Common Causes of Burning Eyes
Most of the time burning eyes are symptomatic of eyestrain, irritants or perhaps conjunctivitis. Anyone who stares at words on the page or a computer screen for any length of time is bound to experience periods of burning eyes, perhaps accompanied by headaches. As well, those who drive on the highway for long periods of time may also be subject to burning eyes that are dry and simply tired of staring in the distance for hours on end. Sometimes just a small particle or a flying gnat can get in your eyes feeling like a brick is lodged under the eyelid. Some common causes of burning eyes also include:
- Prolonged exposure to the sun
- Glare from snow or water
- Irritation from exposure to chemicals such as soaps, makeup and shampoos
- Trauma to the eye
- Contact lenses
As a matter of fact, being overtired can cause burning eyes as well. Your eyes are extremely delicate and highly sensitive so it doesn’t take much to irritate them. From ill fitting contact lenses to exposure to sun and other elemental irritants, burning eyes are a common problem.

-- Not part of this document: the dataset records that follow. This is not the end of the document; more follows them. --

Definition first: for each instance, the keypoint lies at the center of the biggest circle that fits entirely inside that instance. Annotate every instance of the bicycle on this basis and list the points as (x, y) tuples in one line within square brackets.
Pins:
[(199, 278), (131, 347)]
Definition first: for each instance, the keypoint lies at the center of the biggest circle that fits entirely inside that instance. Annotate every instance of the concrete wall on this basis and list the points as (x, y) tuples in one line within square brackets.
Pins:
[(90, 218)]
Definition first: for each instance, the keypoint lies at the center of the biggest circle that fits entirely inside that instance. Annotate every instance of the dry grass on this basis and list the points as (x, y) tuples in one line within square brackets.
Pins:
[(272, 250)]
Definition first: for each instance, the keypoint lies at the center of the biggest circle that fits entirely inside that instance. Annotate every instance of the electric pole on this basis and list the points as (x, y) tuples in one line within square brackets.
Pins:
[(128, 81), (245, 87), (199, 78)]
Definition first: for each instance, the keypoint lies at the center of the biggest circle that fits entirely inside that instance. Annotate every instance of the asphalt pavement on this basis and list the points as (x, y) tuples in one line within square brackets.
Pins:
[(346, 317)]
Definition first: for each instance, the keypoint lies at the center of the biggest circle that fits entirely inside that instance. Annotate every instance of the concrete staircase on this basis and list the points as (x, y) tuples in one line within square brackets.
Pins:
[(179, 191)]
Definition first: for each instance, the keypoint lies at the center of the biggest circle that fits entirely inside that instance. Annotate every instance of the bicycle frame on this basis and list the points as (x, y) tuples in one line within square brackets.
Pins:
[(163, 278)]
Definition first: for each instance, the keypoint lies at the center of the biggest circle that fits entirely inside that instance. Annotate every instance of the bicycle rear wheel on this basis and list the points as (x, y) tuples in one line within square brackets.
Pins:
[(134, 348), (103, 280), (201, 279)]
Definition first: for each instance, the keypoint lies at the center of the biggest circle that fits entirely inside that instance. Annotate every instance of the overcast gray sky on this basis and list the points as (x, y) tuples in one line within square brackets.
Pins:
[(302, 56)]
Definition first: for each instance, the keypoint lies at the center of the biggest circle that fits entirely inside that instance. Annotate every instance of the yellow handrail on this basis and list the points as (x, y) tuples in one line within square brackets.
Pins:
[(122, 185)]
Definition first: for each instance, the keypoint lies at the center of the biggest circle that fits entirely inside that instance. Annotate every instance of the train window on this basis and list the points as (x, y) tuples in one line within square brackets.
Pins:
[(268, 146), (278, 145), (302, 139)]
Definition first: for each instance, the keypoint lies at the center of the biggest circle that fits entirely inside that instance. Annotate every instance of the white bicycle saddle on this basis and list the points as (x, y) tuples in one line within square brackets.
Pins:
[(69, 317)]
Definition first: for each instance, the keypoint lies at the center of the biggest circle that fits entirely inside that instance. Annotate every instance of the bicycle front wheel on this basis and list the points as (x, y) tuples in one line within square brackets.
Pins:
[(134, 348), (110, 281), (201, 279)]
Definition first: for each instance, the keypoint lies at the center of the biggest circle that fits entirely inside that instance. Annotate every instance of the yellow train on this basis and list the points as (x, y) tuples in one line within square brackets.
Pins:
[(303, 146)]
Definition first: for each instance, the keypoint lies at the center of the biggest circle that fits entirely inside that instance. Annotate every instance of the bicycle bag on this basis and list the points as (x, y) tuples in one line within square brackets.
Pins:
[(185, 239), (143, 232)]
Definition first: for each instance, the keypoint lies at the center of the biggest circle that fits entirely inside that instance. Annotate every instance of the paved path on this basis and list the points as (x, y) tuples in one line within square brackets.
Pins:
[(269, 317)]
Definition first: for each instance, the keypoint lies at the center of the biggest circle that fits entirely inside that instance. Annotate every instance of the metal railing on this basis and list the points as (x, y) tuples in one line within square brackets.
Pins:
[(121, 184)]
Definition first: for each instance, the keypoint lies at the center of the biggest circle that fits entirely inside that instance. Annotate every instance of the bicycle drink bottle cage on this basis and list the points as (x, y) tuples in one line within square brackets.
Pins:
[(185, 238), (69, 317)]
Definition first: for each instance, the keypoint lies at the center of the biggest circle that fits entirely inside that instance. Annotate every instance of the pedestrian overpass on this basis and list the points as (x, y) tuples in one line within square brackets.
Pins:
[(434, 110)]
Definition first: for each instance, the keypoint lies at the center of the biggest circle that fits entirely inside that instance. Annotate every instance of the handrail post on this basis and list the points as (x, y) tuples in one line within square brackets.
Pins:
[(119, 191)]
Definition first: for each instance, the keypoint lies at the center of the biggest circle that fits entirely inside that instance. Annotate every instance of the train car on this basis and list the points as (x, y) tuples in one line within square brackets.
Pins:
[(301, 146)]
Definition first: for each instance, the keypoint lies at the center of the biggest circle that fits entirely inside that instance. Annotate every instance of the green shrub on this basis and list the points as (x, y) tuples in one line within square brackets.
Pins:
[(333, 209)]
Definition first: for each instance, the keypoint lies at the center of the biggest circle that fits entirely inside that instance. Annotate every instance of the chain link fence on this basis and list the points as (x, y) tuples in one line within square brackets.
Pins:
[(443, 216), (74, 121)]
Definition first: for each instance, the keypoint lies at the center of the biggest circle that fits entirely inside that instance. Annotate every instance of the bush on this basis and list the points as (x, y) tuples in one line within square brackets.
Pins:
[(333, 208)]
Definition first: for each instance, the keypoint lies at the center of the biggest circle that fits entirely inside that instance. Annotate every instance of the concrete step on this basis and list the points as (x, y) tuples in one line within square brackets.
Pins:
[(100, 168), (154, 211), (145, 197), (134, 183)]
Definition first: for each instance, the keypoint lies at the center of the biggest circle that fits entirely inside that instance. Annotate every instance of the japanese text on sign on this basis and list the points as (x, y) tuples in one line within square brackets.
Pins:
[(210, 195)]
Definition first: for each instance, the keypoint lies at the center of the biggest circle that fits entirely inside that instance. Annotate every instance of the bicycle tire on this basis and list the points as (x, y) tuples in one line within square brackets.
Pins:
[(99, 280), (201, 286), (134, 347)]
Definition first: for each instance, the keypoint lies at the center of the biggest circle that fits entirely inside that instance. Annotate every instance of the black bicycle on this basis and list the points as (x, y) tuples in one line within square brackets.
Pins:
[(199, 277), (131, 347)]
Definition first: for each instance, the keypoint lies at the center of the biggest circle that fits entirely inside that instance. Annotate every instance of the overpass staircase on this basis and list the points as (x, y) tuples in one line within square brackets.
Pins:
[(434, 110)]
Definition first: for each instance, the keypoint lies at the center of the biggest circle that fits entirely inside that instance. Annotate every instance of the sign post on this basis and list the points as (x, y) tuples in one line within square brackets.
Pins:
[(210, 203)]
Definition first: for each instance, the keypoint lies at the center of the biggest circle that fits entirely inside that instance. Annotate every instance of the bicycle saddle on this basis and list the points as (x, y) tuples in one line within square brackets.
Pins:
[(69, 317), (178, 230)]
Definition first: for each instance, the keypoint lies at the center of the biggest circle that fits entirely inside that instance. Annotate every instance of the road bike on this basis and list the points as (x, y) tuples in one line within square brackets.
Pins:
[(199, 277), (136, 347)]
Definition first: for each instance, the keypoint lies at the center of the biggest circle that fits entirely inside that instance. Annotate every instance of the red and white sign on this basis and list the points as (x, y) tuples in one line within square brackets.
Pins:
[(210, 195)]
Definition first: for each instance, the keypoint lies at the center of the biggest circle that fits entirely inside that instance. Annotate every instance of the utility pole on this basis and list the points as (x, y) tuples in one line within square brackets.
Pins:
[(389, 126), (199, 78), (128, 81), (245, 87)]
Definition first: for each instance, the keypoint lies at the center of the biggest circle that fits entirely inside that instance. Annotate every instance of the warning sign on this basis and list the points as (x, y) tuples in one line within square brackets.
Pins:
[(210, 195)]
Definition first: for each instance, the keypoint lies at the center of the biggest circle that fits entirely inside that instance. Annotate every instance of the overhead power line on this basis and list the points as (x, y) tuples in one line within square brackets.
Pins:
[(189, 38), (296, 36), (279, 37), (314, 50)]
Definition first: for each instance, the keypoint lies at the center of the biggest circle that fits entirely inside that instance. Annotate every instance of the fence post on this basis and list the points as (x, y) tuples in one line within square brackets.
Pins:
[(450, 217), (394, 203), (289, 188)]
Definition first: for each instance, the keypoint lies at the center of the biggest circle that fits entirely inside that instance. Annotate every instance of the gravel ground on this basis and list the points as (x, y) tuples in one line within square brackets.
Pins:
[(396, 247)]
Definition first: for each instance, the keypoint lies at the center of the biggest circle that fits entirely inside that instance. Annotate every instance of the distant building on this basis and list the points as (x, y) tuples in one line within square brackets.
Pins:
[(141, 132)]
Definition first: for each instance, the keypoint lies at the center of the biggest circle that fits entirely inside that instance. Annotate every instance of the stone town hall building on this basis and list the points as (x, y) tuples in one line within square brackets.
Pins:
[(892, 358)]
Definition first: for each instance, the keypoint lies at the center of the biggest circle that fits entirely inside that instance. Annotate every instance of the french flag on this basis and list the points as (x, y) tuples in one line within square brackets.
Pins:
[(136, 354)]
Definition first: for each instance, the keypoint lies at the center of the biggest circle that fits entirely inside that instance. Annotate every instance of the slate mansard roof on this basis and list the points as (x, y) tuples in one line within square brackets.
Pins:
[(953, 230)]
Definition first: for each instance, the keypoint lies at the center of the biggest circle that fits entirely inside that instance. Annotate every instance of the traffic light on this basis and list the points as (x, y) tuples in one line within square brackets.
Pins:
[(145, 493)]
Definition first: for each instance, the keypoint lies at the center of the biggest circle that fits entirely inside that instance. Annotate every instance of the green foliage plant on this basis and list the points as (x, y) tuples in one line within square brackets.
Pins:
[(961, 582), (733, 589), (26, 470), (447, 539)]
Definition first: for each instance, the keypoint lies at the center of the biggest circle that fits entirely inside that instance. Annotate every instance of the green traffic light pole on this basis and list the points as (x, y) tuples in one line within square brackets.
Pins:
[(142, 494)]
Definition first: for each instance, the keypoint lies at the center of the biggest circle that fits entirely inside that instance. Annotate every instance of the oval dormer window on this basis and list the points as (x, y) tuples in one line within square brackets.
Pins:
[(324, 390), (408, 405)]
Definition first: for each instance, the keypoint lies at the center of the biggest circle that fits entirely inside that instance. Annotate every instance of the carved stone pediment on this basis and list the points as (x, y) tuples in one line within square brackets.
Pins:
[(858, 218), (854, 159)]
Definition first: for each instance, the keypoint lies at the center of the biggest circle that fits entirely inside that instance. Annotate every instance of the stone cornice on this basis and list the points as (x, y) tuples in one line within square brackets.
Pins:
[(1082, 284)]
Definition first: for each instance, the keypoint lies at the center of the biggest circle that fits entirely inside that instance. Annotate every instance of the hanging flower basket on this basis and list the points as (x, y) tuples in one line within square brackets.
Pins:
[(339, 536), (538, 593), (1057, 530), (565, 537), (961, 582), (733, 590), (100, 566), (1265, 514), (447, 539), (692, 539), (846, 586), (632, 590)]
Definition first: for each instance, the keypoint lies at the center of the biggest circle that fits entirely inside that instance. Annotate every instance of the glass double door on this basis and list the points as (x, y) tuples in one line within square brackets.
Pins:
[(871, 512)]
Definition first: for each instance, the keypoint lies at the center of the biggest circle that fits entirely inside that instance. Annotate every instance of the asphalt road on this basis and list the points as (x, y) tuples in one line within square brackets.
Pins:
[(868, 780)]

Medical Conditions Which Result in Burning Eyes
School age children are highly susceptible to conjunctivitis, commonly referred to as pink eye. While common irritants can easily be treated with OTC eyedrops, conjunctivitis is another matter altogether. It is highly contagious and will quickly spread from child to child. Not only will you experience extreme burning but your vision will probably be blurred as well. If you notice that your eyes, or your child’s eyes, are extremely bloodshot accompanied by burning, you should make an appointment with your ophthalmologist as soon as possible. Conjunctivitis is treated with prescription medications. There are other medical conditions which result in burning eyes as well. Some of those include:
- Opthalmia neonatorum
- Corneal ulcer
- Sjogren’s syndrome
The key is to recognize when problem is ongoing and isn’t easily relieved with eyedrops or a good night’s sleep. If you are prone to chronic burning eyes you should see your doctor as soon as possible. While many times it is something easily correctable other times burning eyes may be symptomatic of some more serious underlying illness or condition. In extreme cases surgery may even be required.
Even small irritations can present big problems if they are not treated correctly. Eye infections can result as well as permanent scarring to the cornea. Unless you have been diagnosed with a specific allergy which causes periodic irritation and burning, or are subject to irritations caused by contact lenses, it is always in your best interest to speak with an ophthalmologist as soon as possible. Not only can burning eyes interfere with your daily activities but they can be indicative of some more serious condition. The sooner you treat the ultimate causes for burning eyes the easier it will be to protect your vision.